‘’Kaos‘’
Beşiktaş camiası için tarihin en kaos dolu bir günlerinden birini geride bırakmış olabiliriz. Divan Kurulu Başkanı’nın eski başkanı, Divan Kurulu toplantısında yumrukladığı bir günde futbol takımının kendi sahasında Başakşehir’e feci bir futbolla yenilmesini tarif etmek için en hafif tabir; kaos olurdu herhalde. Solskjaer her maç yeni bir durumla karşılaşıyor ve olumsuz gördüklerini düzeltmek için sürekli yeni kararlar alıyor. Kasımpaşa karşısında İmmobile’nin döküldüğüne şahit olduktan sonra bu maça santrforsuz başlaması bile beklenebilirdi ama o genç Mustafa Hekimoğlu ile oynamayı tercih etti. Bir futbolcu için attığı gol kariyerinde ilerleme sağlar, normalde bu beklenir.

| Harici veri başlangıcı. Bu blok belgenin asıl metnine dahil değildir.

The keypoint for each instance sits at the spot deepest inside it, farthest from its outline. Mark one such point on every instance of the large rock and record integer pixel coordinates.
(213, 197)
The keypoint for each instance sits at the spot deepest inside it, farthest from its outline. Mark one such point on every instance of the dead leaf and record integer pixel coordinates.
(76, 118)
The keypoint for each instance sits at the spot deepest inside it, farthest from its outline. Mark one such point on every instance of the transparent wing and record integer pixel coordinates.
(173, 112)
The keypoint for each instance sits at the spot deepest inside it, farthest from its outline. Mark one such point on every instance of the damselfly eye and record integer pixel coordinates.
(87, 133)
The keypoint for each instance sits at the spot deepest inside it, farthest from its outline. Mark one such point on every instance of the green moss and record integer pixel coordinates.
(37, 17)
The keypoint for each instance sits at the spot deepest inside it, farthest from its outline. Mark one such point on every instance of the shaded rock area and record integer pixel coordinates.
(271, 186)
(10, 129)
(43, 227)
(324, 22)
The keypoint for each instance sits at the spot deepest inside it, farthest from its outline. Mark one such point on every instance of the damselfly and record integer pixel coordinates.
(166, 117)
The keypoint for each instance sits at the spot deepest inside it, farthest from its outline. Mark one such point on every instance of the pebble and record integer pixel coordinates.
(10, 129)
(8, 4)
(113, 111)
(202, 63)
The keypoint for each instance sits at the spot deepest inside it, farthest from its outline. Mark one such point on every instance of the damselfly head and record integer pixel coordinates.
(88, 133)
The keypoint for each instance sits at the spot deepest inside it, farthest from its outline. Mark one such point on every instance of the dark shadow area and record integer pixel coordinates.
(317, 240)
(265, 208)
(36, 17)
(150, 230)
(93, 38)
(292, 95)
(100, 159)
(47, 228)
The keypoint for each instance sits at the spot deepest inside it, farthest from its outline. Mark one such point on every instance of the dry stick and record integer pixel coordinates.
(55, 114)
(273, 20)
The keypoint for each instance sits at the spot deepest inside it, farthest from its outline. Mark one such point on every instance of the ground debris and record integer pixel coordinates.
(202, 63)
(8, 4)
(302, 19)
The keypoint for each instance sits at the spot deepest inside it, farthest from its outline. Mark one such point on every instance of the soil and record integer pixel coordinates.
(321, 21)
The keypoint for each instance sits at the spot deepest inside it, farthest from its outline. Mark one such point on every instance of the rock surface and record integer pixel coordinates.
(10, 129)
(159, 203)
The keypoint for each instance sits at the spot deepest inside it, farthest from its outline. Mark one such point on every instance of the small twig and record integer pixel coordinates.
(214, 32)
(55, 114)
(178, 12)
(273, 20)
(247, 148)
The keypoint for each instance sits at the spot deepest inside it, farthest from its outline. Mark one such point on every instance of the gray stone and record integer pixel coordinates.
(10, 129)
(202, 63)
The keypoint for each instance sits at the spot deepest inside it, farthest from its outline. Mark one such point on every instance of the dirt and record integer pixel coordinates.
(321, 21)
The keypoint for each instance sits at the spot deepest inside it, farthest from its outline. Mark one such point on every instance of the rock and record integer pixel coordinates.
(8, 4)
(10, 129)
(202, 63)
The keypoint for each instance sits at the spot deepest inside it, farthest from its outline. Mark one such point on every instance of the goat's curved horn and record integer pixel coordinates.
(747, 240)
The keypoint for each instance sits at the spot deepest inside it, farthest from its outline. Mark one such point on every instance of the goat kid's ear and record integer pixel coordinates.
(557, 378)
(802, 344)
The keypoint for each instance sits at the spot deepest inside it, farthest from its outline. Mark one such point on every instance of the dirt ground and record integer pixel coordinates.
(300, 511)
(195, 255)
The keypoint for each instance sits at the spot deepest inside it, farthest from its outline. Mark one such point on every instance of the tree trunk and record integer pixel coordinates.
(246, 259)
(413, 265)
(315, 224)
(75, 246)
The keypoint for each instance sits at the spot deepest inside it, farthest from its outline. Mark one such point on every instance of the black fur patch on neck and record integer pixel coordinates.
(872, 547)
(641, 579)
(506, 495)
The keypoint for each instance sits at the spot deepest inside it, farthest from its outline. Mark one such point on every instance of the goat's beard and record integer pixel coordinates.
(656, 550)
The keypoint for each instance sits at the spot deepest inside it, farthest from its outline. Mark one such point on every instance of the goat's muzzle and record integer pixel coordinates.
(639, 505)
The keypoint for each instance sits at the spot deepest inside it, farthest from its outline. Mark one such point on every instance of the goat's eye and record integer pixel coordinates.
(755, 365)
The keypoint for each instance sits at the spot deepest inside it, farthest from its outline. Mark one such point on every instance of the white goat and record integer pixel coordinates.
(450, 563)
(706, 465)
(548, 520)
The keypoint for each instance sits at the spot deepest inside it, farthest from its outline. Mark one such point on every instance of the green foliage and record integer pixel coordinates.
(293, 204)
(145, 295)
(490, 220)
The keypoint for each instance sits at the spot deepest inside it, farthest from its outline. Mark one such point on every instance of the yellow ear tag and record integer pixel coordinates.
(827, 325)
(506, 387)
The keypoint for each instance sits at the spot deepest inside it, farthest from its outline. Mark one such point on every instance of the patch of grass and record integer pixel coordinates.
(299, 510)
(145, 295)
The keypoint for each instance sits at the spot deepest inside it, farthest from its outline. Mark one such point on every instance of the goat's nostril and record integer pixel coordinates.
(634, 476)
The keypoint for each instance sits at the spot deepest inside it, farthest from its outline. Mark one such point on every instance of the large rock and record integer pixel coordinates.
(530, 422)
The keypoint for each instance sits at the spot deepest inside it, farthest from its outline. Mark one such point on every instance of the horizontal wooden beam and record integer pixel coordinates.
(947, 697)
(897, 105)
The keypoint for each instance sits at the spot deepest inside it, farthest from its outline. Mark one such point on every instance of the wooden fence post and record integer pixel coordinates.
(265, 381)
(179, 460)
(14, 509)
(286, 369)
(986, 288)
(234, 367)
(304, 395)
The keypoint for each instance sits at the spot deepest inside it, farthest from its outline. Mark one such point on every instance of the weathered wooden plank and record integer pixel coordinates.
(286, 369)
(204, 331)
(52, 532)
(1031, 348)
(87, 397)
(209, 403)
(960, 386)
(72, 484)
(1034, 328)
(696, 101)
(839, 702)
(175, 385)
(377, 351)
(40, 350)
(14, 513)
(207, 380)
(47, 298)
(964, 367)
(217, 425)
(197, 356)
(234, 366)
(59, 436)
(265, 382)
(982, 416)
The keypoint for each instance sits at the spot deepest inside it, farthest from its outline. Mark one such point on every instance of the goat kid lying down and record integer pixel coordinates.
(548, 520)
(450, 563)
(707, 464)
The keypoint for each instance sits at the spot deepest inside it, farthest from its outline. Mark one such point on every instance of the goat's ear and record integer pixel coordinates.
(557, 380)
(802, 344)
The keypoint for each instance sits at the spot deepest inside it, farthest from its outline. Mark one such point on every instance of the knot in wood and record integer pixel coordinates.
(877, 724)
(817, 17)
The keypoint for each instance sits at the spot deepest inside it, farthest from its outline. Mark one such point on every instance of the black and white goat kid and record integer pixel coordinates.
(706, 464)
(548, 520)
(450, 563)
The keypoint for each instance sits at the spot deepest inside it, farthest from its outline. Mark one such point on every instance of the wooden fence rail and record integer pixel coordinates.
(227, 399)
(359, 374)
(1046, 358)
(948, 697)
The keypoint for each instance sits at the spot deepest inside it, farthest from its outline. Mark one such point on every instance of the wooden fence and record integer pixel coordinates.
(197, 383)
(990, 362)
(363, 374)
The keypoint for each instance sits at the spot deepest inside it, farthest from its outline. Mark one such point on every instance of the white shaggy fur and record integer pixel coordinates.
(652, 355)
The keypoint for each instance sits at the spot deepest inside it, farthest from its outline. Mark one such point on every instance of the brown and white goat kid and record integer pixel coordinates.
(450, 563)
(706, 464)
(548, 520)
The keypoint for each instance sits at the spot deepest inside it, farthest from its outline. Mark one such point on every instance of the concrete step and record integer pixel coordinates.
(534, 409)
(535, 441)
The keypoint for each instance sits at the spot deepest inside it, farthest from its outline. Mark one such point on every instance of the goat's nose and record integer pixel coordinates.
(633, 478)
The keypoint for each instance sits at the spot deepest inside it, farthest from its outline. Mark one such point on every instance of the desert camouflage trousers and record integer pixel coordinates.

Fakat Mustafa, sezona başlarken Galatasaray’a Süper Kupa’da attığı golün üzerine gelişimini durdurdu. Oysa, sezon başındaki fotoğraf ne kadar da umut vaat ediyordu, önürde İmmobile gibi bir tecrübe abidesinin öğretileriyle gelişmesine kesin gözüyle bakılıyordu.
Şaşırtan tercihler
Solskjaer’in dün Başakşehir karşısındaki sağ bek tercihi çok daha şaşırtıcıydı. Kanat forvetliğine, 10 numaralağına alıştığımız hatta son dönemde 6 numaralığını bile kanıksadığımız Chamberlain’i ilk kez sağ bekte izlemek değişik bir deneyimdi Beşiktaş taraftarı için. Kazanan tarafın artıları ise hayli fazlaydı. Çağdaş Atan, Başakşehir’e geldiği günden bu yana beklerden yana dertliydi. Ara transfer döneminde sol beke Operi’ye, sol öne de Brniç’i alarak komple bir koridoru değiştirdi. Beşiktaş’a karşı topa daha az sahip olarak Yusuf Sarı üzerinden hızlı geçiş hücumlarıyla oyunda bariz bir üstünlük kurdu. Sezonu 3. Sırada bitirmek için dev bir adım attı, Beşiktaş ile aradaki farkı 3’e indirdi.
‘’Çok rahat‘’
Fenerbahçe, Kasımpaşa beraberliklerinin üstüne Beşiktaş yenilgisiyle zirve yarışında avantajlarını törpüleyen Galatasaray için Samsun deplasmanında 2-0 kazanmak rahatlatıcı olmuştur. Okan Buruk, Samsun’da Torreira ile Lemina’yı merkezde konumlandırıp Morata’yı yanında oturtarak fabrika ayarlarına dönmek isteğini gösterdi. Bu karar Galatasaray’ı zor görünen bir deplasmanda çok rahat ettirdi.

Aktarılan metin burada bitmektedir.